Prologue
Il est deux heures du matin. La lune est encore haute dans le ciel, brillant de toute sa splendeur, au beau milieu des milliards d’étoiles. Malgré tout, les astres semblent invisibles, cachés par les lumières ambiantes des rues de la ville. Dans cette province envahie par la technologie, les hommes semblent ne jamais dormir. Les bars, restaurants, magasins et supermarchés inondent l’extérieur de leurs ambiances musicales. Des mélodies plus ou moins douces qui éclaboussent les passants et font naître un agréable sentiment de légèreté. Les immeubles, alignés les uns contre les autres, sont sans répit criblés d’éclairages filtrant au travers des nombreuses fenêtres. Les trottoirs sont illuminés par la dizaine de lampadaires ordonnée le long de la route.
Nous sommes le 12 février, un jeudi. Un jour banal, semble-t-il.
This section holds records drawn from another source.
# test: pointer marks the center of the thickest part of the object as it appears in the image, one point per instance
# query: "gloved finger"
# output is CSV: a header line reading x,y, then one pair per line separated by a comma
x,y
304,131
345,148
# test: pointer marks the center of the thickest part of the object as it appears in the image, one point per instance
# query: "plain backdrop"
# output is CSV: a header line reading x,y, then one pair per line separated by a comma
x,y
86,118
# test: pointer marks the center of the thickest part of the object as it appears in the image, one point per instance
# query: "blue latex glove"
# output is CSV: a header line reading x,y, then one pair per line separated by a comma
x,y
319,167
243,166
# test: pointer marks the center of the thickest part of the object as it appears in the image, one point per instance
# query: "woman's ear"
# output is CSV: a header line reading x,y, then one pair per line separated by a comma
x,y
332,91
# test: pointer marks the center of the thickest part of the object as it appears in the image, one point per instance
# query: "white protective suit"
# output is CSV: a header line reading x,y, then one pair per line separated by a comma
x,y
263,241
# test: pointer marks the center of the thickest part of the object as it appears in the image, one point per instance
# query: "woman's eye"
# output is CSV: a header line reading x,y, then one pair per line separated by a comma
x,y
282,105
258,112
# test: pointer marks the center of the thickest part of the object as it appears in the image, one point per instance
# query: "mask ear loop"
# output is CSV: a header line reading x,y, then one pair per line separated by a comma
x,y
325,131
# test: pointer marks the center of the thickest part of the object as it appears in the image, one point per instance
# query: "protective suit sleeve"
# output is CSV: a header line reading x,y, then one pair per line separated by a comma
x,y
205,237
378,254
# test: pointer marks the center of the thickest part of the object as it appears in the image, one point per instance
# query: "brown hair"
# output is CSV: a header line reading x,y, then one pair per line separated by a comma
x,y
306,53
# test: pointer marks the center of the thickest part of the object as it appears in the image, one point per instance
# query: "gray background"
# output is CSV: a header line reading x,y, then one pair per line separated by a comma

Un enfant, lové au fond de son berceau, hurle de tous ses poumons. Il a faim. Le père, trop épuisé pour bouger, se contente de bousculer sa femme du coude. Il se lèvera la prochaine fois, lui assure-t-il. Son épouse, titubant sous le poids de la fatigue, se presse de se rendre vers la cuisine. Elle ouvre quinze tiroirs avant de trouver le lait en poudre, et remplit maladroitement une bouilloire. Celle-ci semble chauffer l’eau si lentement, que la femme aurait presque le temps de se rendormir, mais les cris de son enfant, trop stridents, la maintiennent éveillée. L’eau finalement chaude, la voilà versée dans le biberon au fond duquel gît la poudre. Se déplaçant en chancelant vers la chambre de son fils, elle secoue le biberon de toutes les forces dont elle dispose. Suffisamment consciente de ses faits et gestes, elle verse une goutte de lait sur le dos de sa main, et la lèche afin de goûter la température. Parfaite. Elle se laisse alors tomber sur le canapé, et attrape son bébé dans ses bras avant de lui chuchoter quelques mots, noyés sous les pleurs. Elle fait glisser la tétine du biberon dans la bouche de son enfant, sans oublier de le bercer sereinement. Pour lutter contre la fatigue qui la consume, elle chantonne une comptine qu’elle a apprise quand elle était jeune. Finalement, son fils ouvre les yeux, et fixe les paupières closes de sa mère. Lorsque celle-ci ouvre les yeux à son tour, une vague d’horreur la dévore.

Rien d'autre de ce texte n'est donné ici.